Continuiamo con la nostra rubrica di interviste, proponendovi l’intervista che abbiamo fatto quest’estate a Donatella Albini, consigliere comunale di Brescia.
D: Nel suo ruolo professionale ha mai avuto occasione di confrontarsi con realtà legate al mondo della salute mentale e della psichiatria in particolare?
R: Realtà intesa come persone o come servizi? Realtà intesa come persone sicuramente sì perché io faccio la ginecologa, quindi nell’ambito professionale in reparto c’è il tema delle donne che affrontano con difficoltà il parto, penso alla depressione. Ma soprattutto a livello consultoriale, dove opero ancora e ci sono strutture di residenzialità diurna e non diurna, con persone affette da questi problemi, con cui c’è un rapporto non dico quotidiano, ma settimanale. E’ una realtà che conosco molto bene dal punto di vista professionale e che conosco bene dal punto di vista istituzionale perché faccio parte del tavolo della salute mentale.
D: Parlando di pregiudizio nell’ambito della salute mentale, lei ritiene che un utente psichiatrico subisca discriminazioni sociali?

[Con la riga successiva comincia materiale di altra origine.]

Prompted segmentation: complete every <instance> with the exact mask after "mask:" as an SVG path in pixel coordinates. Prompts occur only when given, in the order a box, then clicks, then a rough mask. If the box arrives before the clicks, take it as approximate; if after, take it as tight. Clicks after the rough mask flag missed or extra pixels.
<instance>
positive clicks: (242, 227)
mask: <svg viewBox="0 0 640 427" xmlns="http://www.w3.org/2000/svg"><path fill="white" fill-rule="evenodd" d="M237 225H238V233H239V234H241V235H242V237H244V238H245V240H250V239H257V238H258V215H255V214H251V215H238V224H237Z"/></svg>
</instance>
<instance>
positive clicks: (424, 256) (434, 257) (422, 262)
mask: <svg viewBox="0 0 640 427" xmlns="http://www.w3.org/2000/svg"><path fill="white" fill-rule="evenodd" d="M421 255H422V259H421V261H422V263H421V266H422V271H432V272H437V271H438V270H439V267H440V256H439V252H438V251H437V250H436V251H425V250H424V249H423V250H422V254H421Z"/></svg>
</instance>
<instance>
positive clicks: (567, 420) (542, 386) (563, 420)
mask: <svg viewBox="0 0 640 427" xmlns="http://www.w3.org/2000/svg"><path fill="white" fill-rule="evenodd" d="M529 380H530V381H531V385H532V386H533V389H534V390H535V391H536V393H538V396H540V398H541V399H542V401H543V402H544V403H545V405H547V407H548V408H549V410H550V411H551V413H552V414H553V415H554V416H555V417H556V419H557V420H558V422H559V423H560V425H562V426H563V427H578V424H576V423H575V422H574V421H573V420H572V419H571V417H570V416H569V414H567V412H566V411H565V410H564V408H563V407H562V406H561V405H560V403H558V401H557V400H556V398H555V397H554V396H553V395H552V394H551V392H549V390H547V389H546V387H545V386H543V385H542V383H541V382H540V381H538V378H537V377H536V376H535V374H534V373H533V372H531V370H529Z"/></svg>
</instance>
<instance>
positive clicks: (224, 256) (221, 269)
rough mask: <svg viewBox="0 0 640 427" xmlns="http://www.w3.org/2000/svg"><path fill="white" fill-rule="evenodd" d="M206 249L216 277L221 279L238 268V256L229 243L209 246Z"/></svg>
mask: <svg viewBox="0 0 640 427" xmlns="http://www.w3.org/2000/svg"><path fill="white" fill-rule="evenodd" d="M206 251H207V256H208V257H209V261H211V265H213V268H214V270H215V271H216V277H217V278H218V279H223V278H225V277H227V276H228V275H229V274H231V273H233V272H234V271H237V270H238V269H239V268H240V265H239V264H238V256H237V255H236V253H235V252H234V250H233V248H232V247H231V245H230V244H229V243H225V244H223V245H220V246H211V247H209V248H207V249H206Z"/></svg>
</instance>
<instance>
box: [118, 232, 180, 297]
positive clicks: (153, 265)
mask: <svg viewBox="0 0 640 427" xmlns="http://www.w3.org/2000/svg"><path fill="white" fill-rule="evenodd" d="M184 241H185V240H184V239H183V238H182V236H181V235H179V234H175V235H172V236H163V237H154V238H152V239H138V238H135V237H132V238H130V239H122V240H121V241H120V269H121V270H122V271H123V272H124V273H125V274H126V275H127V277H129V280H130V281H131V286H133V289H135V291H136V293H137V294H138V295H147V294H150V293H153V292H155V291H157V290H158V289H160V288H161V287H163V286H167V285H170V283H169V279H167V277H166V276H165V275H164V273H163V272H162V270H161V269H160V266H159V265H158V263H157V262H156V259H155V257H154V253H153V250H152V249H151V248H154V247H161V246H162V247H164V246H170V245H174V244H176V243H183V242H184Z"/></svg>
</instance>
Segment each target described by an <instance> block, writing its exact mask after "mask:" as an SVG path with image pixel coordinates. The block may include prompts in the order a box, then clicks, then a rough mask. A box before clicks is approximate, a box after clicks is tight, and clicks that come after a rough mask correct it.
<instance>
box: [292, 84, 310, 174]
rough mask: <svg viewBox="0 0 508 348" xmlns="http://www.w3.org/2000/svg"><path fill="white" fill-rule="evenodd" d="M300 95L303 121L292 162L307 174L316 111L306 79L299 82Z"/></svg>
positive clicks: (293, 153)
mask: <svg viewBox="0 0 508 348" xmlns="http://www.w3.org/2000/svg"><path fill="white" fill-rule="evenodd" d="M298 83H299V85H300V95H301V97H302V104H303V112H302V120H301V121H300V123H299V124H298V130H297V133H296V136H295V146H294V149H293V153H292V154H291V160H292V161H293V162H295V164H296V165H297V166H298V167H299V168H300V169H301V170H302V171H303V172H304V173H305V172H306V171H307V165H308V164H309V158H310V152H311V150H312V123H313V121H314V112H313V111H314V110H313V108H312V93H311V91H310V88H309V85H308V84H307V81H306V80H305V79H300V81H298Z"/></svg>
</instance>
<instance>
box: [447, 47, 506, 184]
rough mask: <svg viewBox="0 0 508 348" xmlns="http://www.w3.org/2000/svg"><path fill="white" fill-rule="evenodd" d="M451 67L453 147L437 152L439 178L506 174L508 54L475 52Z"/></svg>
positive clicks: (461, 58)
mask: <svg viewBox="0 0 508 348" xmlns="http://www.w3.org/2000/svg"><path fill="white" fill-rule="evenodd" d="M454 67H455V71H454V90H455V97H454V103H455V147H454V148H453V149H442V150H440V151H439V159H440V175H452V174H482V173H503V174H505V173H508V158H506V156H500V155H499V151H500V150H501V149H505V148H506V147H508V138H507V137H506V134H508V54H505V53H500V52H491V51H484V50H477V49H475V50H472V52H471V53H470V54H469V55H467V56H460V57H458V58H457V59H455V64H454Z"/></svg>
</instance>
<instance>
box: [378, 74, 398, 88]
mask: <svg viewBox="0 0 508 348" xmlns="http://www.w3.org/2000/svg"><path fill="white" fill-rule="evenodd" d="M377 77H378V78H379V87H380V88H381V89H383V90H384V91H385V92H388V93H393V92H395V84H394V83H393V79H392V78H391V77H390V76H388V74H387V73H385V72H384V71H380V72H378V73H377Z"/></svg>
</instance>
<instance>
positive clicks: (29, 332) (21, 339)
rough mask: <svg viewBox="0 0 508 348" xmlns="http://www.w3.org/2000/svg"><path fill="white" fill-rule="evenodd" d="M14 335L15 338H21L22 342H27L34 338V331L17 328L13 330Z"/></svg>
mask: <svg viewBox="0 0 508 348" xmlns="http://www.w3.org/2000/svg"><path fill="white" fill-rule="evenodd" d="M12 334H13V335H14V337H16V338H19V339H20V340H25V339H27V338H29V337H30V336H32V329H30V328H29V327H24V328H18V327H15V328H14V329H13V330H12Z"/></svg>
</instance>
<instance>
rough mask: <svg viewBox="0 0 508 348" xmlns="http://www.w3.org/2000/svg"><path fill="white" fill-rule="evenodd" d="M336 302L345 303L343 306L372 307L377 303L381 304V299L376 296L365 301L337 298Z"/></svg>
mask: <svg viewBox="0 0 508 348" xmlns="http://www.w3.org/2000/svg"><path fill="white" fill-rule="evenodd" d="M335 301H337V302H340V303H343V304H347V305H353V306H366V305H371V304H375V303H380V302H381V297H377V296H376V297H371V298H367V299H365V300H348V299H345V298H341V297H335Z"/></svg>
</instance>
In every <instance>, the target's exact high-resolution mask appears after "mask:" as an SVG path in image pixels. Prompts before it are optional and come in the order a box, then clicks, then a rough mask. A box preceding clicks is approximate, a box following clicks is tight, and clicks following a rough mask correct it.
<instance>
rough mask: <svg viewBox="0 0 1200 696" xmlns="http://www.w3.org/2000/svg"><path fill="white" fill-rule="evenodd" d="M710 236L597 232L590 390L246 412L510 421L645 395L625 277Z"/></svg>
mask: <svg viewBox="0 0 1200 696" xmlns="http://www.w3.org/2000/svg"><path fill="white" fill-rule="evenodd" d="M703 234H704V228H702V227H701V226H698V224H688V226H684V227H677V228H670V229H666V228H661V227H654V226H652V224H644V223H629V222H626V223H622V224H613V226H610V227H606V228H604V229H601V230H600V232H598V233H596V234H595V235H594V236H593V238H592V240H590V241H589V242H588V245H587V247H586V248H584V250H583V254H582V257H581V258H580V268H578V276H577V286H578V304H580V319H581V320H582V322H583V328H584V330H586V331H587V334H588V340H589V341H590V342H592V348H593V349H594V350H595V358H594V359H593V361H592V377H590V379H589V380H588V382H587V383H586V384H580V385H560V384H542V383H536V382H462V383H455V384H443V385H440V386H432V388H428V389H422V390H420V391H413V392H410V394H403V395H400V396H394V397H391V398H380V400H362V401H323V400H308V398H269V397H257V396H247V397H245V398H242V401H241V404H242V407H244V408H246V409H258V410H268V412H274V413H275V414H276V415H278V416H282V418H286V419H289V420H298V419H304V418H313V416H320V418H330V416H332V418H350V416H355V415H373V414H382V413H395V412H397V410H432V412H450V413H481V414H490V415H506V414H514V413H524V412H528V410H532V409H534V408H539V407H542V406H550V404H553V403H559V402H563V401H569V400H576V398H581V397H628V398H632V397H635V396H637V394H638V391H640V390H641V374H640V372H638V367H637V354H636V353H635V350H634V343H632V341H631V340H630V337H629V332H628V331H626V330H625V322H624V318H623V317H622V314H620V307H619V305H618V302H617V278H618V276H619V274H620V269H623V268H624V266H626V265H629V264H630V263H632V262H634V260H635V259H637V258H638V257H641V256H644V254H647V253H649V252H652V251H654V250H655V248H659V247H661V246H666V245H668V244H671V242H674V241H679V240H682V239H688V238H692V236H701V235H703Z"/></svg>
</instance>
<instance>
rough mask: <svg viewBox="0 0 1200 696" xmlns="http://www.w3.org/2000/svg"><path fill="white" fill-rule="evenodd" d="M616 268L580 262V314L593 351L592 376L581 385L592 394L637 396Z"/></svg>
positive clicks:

R: Secondo me sì, per due ordini di motivi; il primo perché esso stesso o essa stessa si sentono altro rispetto ad una cosiddetta persona normale. In una società in cui la normalità ha dei paletti e dei muri messi all’interno di una codificazione rigida, uno ci sopravvive e ci cammina dentro, insomma uno apre la porta e supera. La persona che ha più difficoltà a relazionarsi, che fa un po’ fatica a trovare la porta da aprire, ha invece più problemi. Il secondo tema è invece molto più importante perché chi soffre di disagio mentale viene visto come soggetto pericoloso, socialmente pericoloso, per esempio dare lavoro ad una persona affetta da depressione, oggi, è uno stigma difficile da superare, viene considerato socialmente pericoloso, non perché fa del male ma perché non rientra in questa organizzazione di normalità rigida. Quindi lo stigma secondo me c’è.
D: Come si potrebbe sensibilizzare l’opinione pubblica in merito alla salute mentale?
R: Va sensibilizzata in maniera molto semplice, ne parlavamo prima, per esempio facendo girare la filmografia che c’è sulla questione della salute mentale, sui luoghi di ricovero e sullo stigma, un approccio molto diretto, molto semplice. Un altro aspetto è quello di parlare apertamente della salute mentale e della malattia mentale che non sempre si incrociano, la salute e il disagio mentale sono differenti; per garantire la salute mentale tu devi proteggere chi è affetto da malattia mentale e fare prevenzione per chi potrebbe avere il disagio mentale. Quindi, secondo me, far conoscere queste distinzioni, parlarne dentro la scuola, parlarne nel mondo del lavoro e creare reti di solidarietà intorno a queste persone che hanno difficoltà a relazionarsi; quindi lavorare in gruppo può essere difficile ma basta avere un sostegno reciproco e diventa più semplice. Penso alle donne che vengono a farsi visitare in consultorio, spesso arrivano in due per sostenersi reciprocamente, per vedere una la visita dell’altra, se lo decidono loro per me va bene, è garantire la libera scelta.
D: secondo lei come sarebbe possibile prendersi cura della propria salute mentale?
R: Per prendersi cura della propria salute mentale, se posso dire una cosa che dico sempre parlando di violenza sulle donne, la prima cosa è amarsi cioè avere stima e amore per sé stessi, devi avere una rete di relazioni dalla famiglia in poi che te lo consente, questo permette anche di fare degli errori, che facciamo per fortuna, perché non siamo degli alieni o dei robot, però l’errore ti consente di capire che hai margini di miglioramento. Stima e amore per sé significa anche mantenere reti e relazioni, uscire e condividere momenti conviviali, osare incursioni in luoghi che non conosci, che non ti rassicurano. Parlando da politico e uscendo dal ruolo di ginecologa, uscire dai propri circoli rassicuranti di chi la pensa come te, e buttarti con chi non sai come la pensa, questo aumenta la tua capacità di entrare in contatto diretto con il mondo.